|Year : 2013 | Volume
| Issue : 4 | Page : 300-301
Benign cephalic histiocytosis
Joan F Samson1, Gnanaseelan Kanakamma Libu2, Mariam Philip1, Puthenveedu Salahudeen Simi1
1 Department of Dermatology and Venereology, Dr. SMCSI Medical College, Karakonam, Trivandrum, Kerala, India
2 Department of Community Medicine, Goverment Medical College, Trissur, Kerala, India
|Date of Web Publication||28-Oct-2013|
Joan F Samson
TC 14/2142 Sunny Dale Meads Lane, Palayam, Trivandrum
Source of Support: None, Conflict of Interest: None
| Abstract|| |
A one and a half year old girl born of a non-consanguineous marriage presented with multiple asymptomatic erythematous to hyperpigmented and skin colored papules on both cheeks slowly increasing in number of 1 year duration.
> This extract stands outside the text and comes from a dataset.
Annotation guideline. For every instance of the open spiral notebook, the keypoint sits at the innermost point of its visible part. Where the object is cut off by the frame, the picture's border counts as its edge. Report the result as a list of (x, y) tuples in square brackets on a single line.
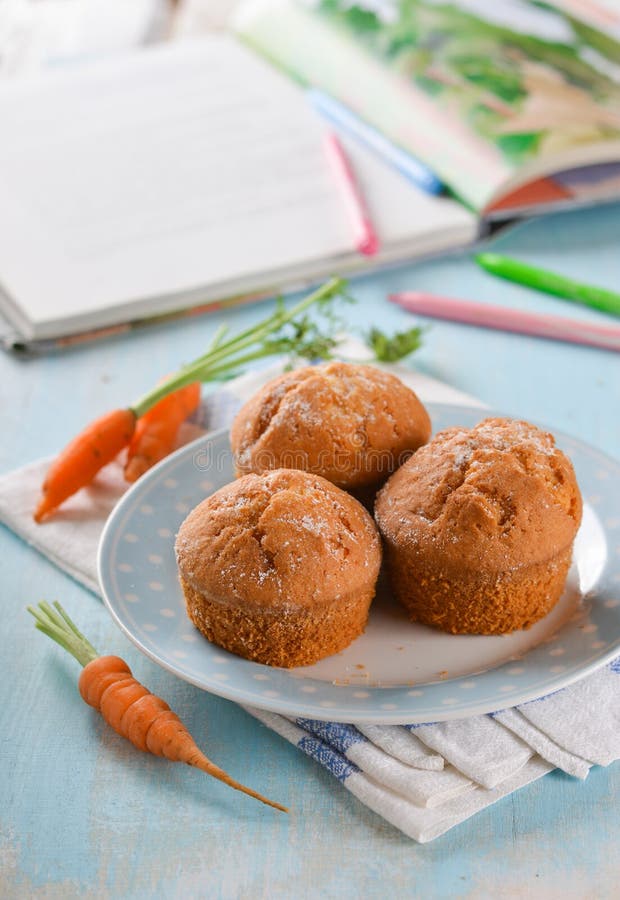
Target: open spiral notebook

On the basis of clinical, histopathological, and immunohistochemistry findings, a diagnosis of benign cephalic histiocytosis was made.
Keywords: Benign cephalic histiocytosis, immunohistochemistry, non-Langerhan′s cell histiocytosis
|How to cite this article:|
Samson JF, Libu GK, Philip M, Simi PS. Benign cephalic histiocytosis. Indian Dermatol Online J 2013;4:300-1
| Introduction|| |
Benign cephalic histiocytosis (BCH) is a rare self-limiting non-Langerhan's histiocytosis that typically starts at the end of first year of life.  It was first described by Gianotti et al. in 1971.  Here we report such a rare case of BCH.
| Case Report|| |
A one and a half year old girl born of a non-consanguineous marriage presented with multiple asymptomatic raised lesions on both cheeks of 1 year duration. The lesions were slowly increasing in number.
Dermatological examination revealed multiple erythematous to hyperpigmented and skin colored papules limited to both cheeks [Figure 1]. General examination and systemic examination were within normal limits. Physical and mental development were adequate for her age.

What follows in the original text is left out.